23 July 2015

Shrimp FFMN FAC: social media exclusive!

Yesterday, I talked about the shrimp neurons that I think are the most beautiful thing I’ve imaged in science (right). It’s in my new paper in PeerJ.

But PeerJ didn’t get everything I did in this project. Not even for this particular stain that I like so much.

The nerve filled in this image has axons that project both forward and backwards. Most of the neurons’ cell bodies are forward from the fill. This anterior ganglion is more interesting scientifically, because it has the key motor giant neurons with their weird structure.
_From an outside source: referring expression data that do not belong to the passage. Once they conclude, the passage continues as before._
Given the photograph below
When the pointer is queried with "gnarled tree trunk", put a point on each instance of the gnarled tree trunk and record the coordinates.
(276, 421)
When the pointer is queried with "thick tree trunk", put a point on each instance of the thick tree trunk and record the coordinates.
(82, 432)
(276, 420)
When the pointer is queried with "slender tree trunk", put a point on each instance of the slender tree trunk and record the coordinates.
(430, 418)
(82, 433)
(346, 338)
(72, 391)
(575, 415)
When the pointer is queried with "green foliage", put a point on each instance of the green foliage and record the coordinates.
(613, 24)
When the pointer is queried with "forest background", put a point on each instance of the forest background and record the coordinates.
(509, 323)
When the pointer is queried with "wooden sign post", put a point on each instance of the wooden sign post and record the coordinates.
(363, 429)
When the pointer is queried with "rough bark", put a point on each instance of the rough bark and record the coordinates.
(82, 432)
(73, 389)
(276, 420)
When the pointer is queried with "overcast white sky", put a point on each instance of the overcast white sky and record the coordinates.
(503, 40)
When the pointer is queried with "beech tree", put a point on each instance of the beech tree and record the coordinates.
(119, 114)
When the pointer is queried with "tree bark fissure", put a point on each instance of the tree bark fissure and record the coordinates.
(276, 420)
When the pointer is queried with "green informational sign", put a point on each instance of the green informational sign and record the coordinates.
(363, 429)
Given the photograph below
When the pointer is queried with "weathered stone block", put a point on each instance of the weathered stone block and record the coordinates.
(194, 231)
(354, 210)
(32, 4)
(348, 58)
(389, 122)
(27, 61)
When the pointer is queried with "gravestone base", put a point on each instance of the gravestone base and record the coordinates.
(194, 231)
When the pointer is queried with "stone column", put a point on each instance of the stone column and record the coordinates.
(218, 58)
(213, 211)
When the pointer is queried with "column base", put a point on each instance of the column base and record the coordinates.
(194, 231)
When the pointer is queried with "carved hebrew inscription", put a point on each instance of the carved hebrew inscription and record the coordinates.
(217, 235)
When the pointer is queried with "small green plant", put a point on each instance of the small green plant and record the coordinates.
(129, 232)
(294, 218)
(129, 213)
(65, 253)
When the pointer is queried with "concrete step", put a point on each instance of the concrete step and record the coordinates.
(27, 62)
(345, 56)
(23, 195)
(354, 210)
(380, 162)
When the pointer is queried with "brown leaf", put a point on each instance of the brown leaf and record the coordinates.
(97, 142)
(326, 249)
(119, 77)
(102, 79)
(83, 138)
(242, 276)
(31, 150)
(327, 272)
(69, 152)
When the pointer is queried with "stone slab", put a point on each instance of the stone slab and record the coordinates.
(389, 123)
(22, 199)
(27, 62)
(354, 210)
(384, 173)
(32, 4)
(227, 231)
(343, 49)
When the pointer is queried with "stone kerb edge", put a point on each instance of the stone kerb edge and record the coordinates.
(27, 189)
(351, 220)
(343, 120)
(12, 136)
It’s also hard to show all all the neurons’s cell bodies, because several of them are almost right on top of each other.

Consequently, I have a lot of images of the anterior ganglion in the paper; it takes up a bunch of space in Figure 2. I also created a “cheap confocal” movie that combines several images at different depths of field, and that went in as supplementary information.

The posterior ganglion... didn’t get that much love in the paper.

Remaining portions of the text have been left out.